Mengangkat tema penguatan kapasitas bantuan hukum, kegiatan ini menghadirkan sejumlah narasumber yang hadir melalui zoom meeting membahas pentingnya advokasi dan perlindungan hukum bagi pengawas pemilu. Koordinator Divisi Hukum dan Penyelesaian Sengketa Bawaslu Kota Batam, Jazuli, bertindak sebagai pemantik diskusi dengan mengulas pentingnya penguatan layanan hukum sebagai bagian dari kesiapan kelembagaan menghadapi berbagai dinamika kepemiluan.

Sementara itu, akademisi Universitas Riau Kepulauan (Unrika) Batam, Emy Hajar Abra, menyampaikan materi mengenai Advokasi Pengawas Pemilu.

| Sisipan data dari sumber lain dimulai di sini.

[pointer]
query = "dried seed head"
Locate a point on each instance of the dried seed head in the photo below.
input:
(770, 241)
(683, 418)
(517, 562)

Dalam paparannya, Emy menjelaskan bahwa pengawas pemilu tidak hanya dituntut memahami regulasi, tetapi juga perlu memiliki kemampuan mengenali potensi persoalan hukum yang dapat muncul selama menjalankan tugas pengawasan.

Materi berikutnya disampaikan oleh Koordinator Divisi Hukum dan Penyelesaian Sengketa Bawaslu Provinsi Kepulauan Riau, Febriadinata, yang mengangkat tema “Layanan Advokasi Hukum sebagai Instrumen Perlindungan Pengawas Pemilu.” Ia menegaskan bahwa layanan advokasi hukum merupakan instrumen penting dalam memberikan kepastian, perlindungan, dan rasa aman bagi jajaran pengawas saat menjalankan tugas sesuai koridor peraturan perundang-undangan.

Kegiatan yang dipandu oleh moderator Elza tersebut berlangsung dinamis dan interaktif. Berbagai pertanyaan, pandangan, hingga pengalaman lapangan disampaikan peserta kepada para narasumber. Diskusi berkembang tidak hanya pada aspek regulasi, tetapi juga menyentuh praktik-praktik perlindungan hukum, tantangan pengawasan, serta pentingnya membangun jaringan dan sinergi dalam pengelolaan layanan hukum.

Di tengah derasnya arus dinamika demokrasi, pengawas pemilu tidak hanya membutuhkan ketajaman pengawasan, tetapi juga pijakan hukum yang kuat. Sebab hukum adalah pagar yang menjaga langkah, sekaligus payung yang melindungi mereka yang bekerja memastikan demokrasi tetap berjalan di jalurnya.

Melalui kegiatan ini, Bawaslu Kota Batam berharap kapasitas sumber daya manusia dalam bidang layanan dan advokasi hukum semakin meningkat, sehingga mampu mendukung pelaksanaan tugas pengawasan pemilu yang profesional, berintegritas, dan berkeadilan.